“Is that you, Alderman Keats?” exclaimed the watchman. “Thank Heaven!”
The alderman then learnt that two of Hagentodt’s Bengal tigers were having an altercation about a lady, and that it looked like a duel to the death. (Yet one would have supposed that after two performances, at eight-thirty and ten-thirty respectively, those tigers would have been too tired and bored to quarrel about anything whatever.) The watchman had already fetched Hagentodt from his hotel, but Hagentodt’s revolver was missing—could not be found anywhere, and the rivals were in such a state of fury that even the unique Hagentodt would not enter their cage without a revolver.

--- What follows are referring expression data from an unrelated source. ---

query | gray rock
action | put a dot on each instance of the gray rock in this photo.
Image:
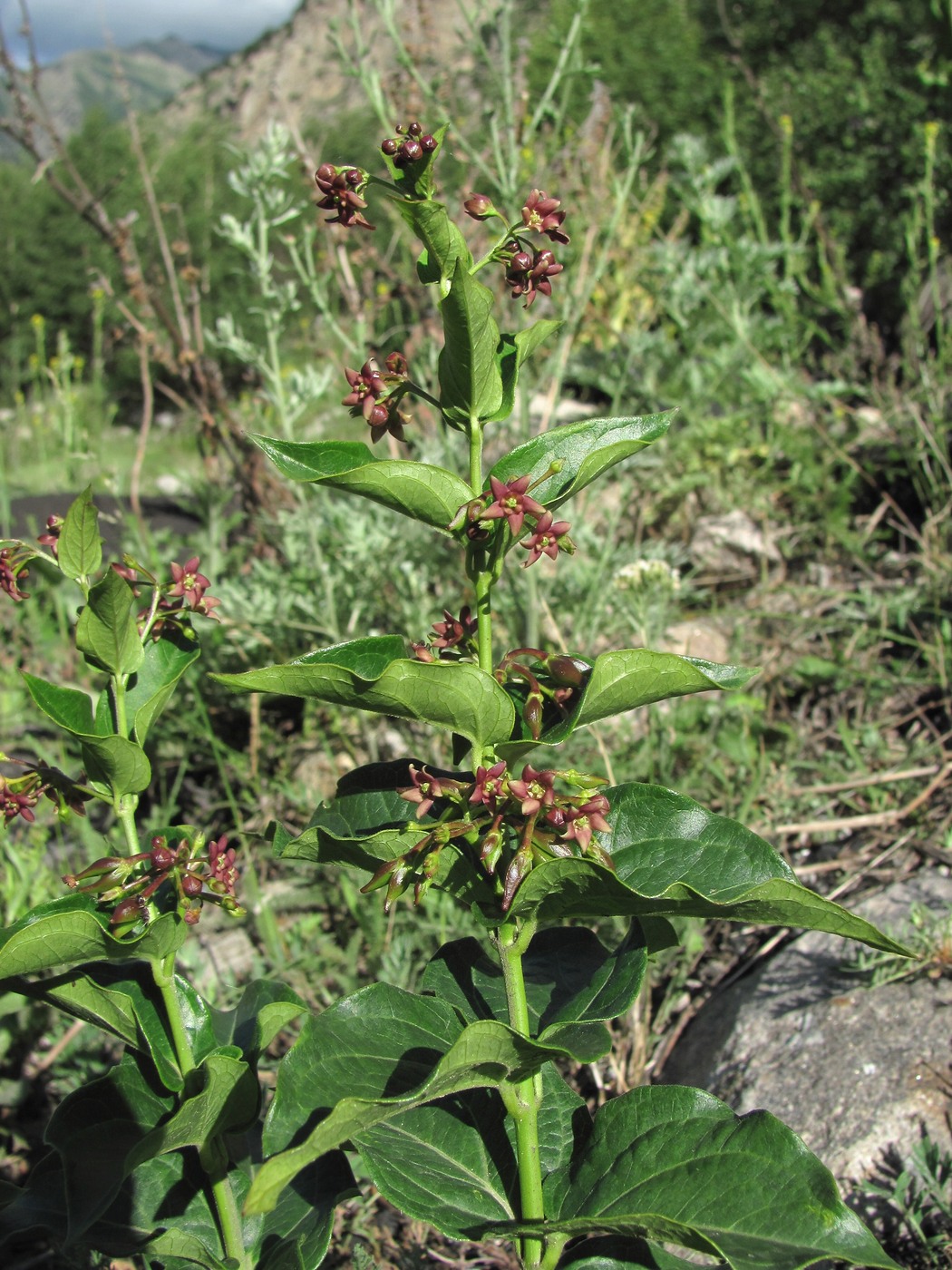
(854, 1070)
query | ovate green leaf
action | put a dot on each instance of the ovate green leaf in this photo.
(80, 549)
(419, 491)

Meanwhile invaluable tigers were being mutually destructive, and the watchman was just off to the police-station to borrow a revolver.
The roaring grew terrific.
“Have you got your revolver, Alderman Keats?” asked the watchman.
“No,” said the alderman, “I haven’t.”
“Oh!” said the Vice. “I thought I saw you showing it to your cousin and some others.”
At the same moment Joe and some others, equally attracted by the roaring, strolled in.
The alderman hesitated.
“Yes, of course; I was forgetting.”
“If you’ll lend it to the professor a minute or so?” said the watchman.
The alderman pulled it out of his pocket, and hesitatingly handed it to the watchman, and the watchman was turning hurriedly away with it when the alderman said nervously:
“I’m not sure if it’s loaded.”
“Well, you’re a nice chap!” Joe Keats put in.
“I forget,” muttered the alderman.
“We’ll soon see,” said the watchman, who was accustomed to revolvers. And he opened it. “Yes,” glancing into it, “it’s loaded right enough.”
And turned away again towards the sound of the awful roaring.
“I say,” the alderman cried, “I’m afraid it’s only blank cartridge.”
He might have saved his reputation by allowing the unique Hagentodt to risk his life with a useless revolver. But he had a conscience. A clear conscience was his sole compensation as he faced the sardonic laughter which Joe led and which finished off his reputation as a dog of the old sort. The annoying thing was that his noble self-sacrifice was useless, for immediately afterwards the roaring ceased, Hagentodt having separated the combatants by means of a burning newspaper at the end of a stick. And the curious thing was that Alderman Keats never again mentioned his gout.
AN UNFAIR ADVANTAGE
I
James Peake and his wife, and Enoch Lovatt, his wife’s half-sister’s husband, and Randolph Sneyd, the architect, were just finishing the usual Saturday night game of solo whist in the drawing-room of Peake’s large new residence at Hillport, that unique suburb of Bursley. Ella Peake, twenty-year-old daughter of the house, sat reading in an arm-chair by the fire which blazed in the patent radiating grate. Peake himself was banker, and he paid out silver and coppers at the rate of sixpence a dozen for the brass counters handed to him by his wife and Randolph Sneyd.